With two-base-encoded probes, the fluorescent signal or colour obtained during imaging is associated with four dinucleotide sequences having a 5′- and 3′-base. Colour space is the sequence of overlapping dinucleotides that codes four simultaneous nucleotide sequences. Alignment with a reference genome is the most accurate method for translating colour space into a single nucleotide sequence.

Zero-mode waveguide detectors

This nanostructure device is 100 nm in diameter, which is smaller than the 532 nm and 643 nm laser wavelengths used in the Pacific Biosciences platform. Light cannot propagate through these small waveguides, hence the term zero-mode. These aluminium-clad waveguides are designed to produce an evanescent wave (see the 'total internal reflection fluorescence' glossary term) that substantially reduces the observation volume at the surface of the polymerase reaction down to the zeptolitre range (10−21 l). This provides an advantage for the polymerization reaction, which can be performed at higher dye-labelled nucleotide concentrations.

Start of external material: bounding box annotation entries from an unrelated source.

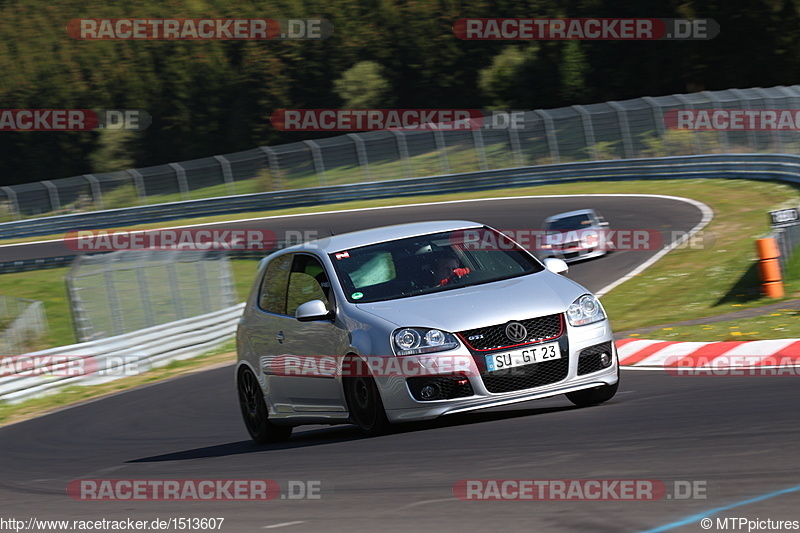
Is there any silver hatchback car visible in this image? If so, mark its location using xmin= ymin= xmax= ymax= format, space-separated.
xmin=542 ymin=209 xmax=609 ymax=263
xmin=236 ymin=221 xmax=619 ymax=443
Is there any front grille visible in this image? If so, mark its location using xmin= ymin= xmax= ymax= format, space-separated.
xmin=458 ymin=313 xmax=564 ymax=351
xmin=578 ymin=341 xmax=612 ymax=376
xmin=481 ymin=345 xmax=569 ymax=393
xmin=406 ymin=376 xmax=475 ymax=401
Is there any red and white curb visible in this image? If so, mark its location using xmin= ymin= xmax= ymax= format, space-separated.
xmin=616 ymin=338 xmax=800 ymax=368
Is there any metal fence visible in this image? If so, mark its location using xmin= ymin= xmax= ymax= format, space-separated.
xmin=0 ymin=296 xmax=47 ymax=355
xmin=0 ymin=85 xmax=800 ymax=222
xmin=66 ymin=250 xmax=237 ymax=342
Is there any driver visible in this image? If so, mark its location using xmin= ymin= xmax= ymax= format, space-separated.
xmin=436 ymin=255 xmax=469 ymax=286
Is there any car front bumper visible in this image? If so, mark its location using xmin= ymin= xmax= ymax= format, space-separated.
xmin=377 ymin=320 xmax=619 ymax=422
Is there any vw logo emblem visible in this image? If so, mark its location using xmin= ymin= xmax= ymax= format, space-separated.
xmin=506 ymin=322 xmax=528 ymax=342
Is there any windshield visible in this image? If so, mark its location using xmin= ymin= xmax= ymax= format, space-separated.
xmin=331 ymin=228 xmax=544 ymax=303
xmin=545 ymin=214 xmax=592 ymax=230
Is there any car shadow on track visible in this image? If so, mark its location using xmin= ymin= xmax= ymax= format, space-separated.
xmin=126 ymin=405 xmax=580 ymax=463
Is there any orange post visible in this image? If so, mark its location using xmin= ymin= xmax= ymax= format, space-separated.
xmin=756 ymin=237 xmax=784 ymax=298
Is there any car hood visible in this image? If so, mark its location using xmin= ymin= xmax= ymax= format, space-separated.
xmin=356 ymin=270 xmax=589 ymax=332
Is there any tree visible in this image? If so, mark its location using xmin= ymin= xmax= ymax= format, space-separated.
xmin=333 ymin=61 xmax=391 ymax=109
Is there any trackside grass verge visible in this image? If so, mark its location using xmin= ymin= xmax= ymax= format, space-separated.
xmin=629 ymin=309 xmax=800 ymax=342
xmin=0 ymin=341 xmax=236 ymax=426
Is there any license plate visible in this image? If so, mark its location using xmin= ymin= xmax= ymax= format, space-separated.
xmin=486 ymin=342 xmax=561 ymax=372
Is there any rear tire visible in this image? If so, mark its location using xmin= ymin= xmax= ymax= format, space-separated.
xmin=342 ymin=358 xmax=391 ymax=436
xmin=567 ymin=371 xmax=619 ymax=407
xmin=237 ymin=367 xmax=293 ymax=444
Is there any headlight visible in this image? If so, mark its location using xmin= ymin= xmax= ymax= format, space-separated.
xmin=567 ymin=294 xmax=606 ymax=326
xmin=392 ymin=328 xmax=458 ymax=355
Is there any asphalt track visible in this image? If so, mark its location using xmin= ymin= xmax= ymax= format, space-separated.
xmin=0 ymin=198 xmax=800 ymax=532
xmin=0 ymin=196 xmax=702 ymax=291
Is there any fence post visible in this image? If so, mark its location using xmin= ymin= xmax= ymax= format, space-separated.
xmin=42 ymin=180 xmax=61 ymax=211
xmin=103 ymin=270 xmax=125 ymax=335
xmin=433 ymin=130 xmax=450 ymax=174
xmin=675 ymin=94 xmax=703 ymax=155
xmin=83 ymin=174 xmax=103 ymax=211
xmin=167 ymin=261 xmax=186 ymax=320
xmin=347 ymin=133 xmax=372 ymax=181
xmin=534 ymin=109 xmax=561 ymax=164
xmin=303 ymin=141 xmax=328 ymax=186
xmin=136 ymin=267 xmax=155 ymax=328
xmin=220 ymin=253 xmax=236 ymax=308
xmin=572 ymin=105 xmax=599 ymax=161
xmin=0 ymin=187 xmax=22 ymax=220
xmin=608 ymin=101 xmax=636 ymax=159
xmin=260 ymin=146 xmax=285 ymax=191
xmin=642 ymin=96 xmax=672 ymax=156
xmin=194 ymin=261 xmax=211 ymax=313
xmin=128 ymin=169 xmax=147 ymax=205
xmin=389 ymin=130 xmax=414 ymax=178
xmin=508 ymin=123 xmax=525 ymax=167
xmin=700 ymin=91 xmax=729 ymax=153
xmin=214 ymin=155 xmax=236 ymax=195
xmin=472 ymin=128 xmax=489 ymax=172
xmin=729 ymin=89 xmax=758 ymax=150
xmin=169 ymin=163 xmax=190 ymax=200
xmin=753 ymin=87 xmax=783 ymax=151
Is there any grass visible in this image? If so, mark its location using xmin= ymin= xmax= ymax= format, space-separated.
xmin=0 ymin=341 xmax=236 ymax=426
xmin=0 ymin=179 xmax=800 ymax=423
xmin=0 ymin=259 xmax=258 ymax=351
xmin=0 ymin=179 xmax=800 ymax=346
xmin=631 ymin=309 xmax=800 ymax=342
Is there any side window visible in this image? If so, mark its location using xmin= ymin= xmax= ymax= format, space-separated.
xmin=258 ymin=254 xmax=294 ymax=315
xmin=286 ymin=254 xmax=332 ymax=316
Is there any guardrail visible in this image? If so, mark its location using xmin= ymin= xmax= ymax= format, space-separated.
xmin=0 ymin=154 xmax=800 ymax=243
xmin=0 ymin=150 xmax=800 ymax=401
xmin=0 ymin=303 xmax=244 ymax=403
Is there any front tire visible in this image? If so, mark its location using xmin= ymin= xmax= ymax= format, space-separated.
xmin=567 ymin=372 xmax=619 ymax=407
xmin=343 ymin=362 xmax=390 ymax=436
xmin=237 ymin=367 xmax=293 ymax=444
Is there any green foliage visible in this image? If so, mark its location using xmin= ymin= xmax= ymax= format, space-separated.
xmin=0 ymin=0 xmax=800 ymax=185
xmin=478 ymin=46 xmax=538 ymax=109
xmin=89 ymin=130 xmax=135 ymax=174
xmin=333 ymin=61 xmax=392 ymax=109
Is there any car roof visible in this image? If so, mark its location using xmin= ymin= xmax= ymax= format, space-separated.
xmin=281 ymin=220 xmax=484 ymax=253
xmin=545 ymin=209 xmax=597 ymax=222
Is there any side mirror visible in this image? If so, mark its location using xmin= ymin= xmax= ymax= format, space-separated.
xmin=544 ymin=257 xmax=569 ymax=274
xmin=294 ymin=300 xmax=333 ymax=322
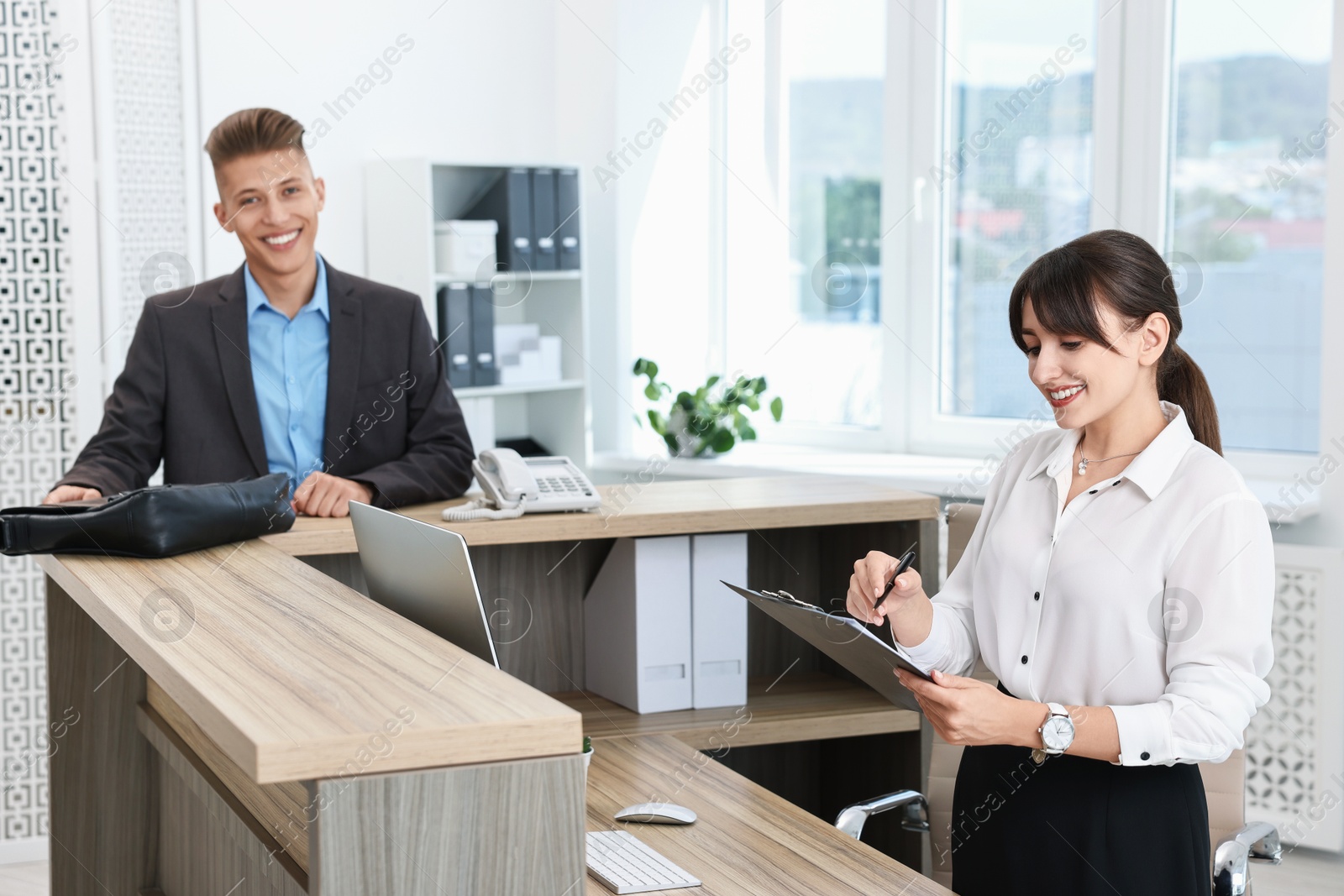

Fluorescence resonance energy transfer

This is generally a system that consists of two fluorescent dyes, one being a donor dye (a bluer fluorophore) and the other an acceptor dye (a redder fluorophore). When the two dye molecules are brought into close proximity (usually ≤30 nm), the energy from the excited donor dye is transferred to the acceptor dye, increasing its emission intensity signal.

Structural variants

All sequence variants other than single-nucleotide variants, including block substitutions, insertions or deletions, inversions, segmental duplications and copy-number differences.

1000 Genomes Project

A project aimed at discovering rare sequence variants with minor allele frequencies of 1% in normal genomes derived from HapMap samples.

The Exome Project

A project aimed at developing and validating cost-effective, high-throughput technologies for resequencing all of the protein-coding regions of the human genome.

Metagenomics

The study of communities of mixed microbial genomes that reside in animals, plants and environmental niches. Samples are collected and analysed without the need to culture isolated microbes in the laboratory. The Human Microbiome Project aims to characterize a reference set of microbial genomes from different habitats within the human body, including nasal, oral, skin, gastrointestinal and urogenital regions, and to determine how changes in the human microbiome affect health and disease.

The Cancer Genome Atlas

A project aimed at discovering single-nucleotide variants and structural variants that are associated with major cancers, such as brain cancer (glioblastoma multiforme), lung cancer (squamous carcinoma) and ovarian cancer (serous cystadenocarcinoma).

Personal Genome Project

A project aimed at providing open access to human genome sequences from volunteers and to develop tools for interpreting this information and correlating it with related personal medical information.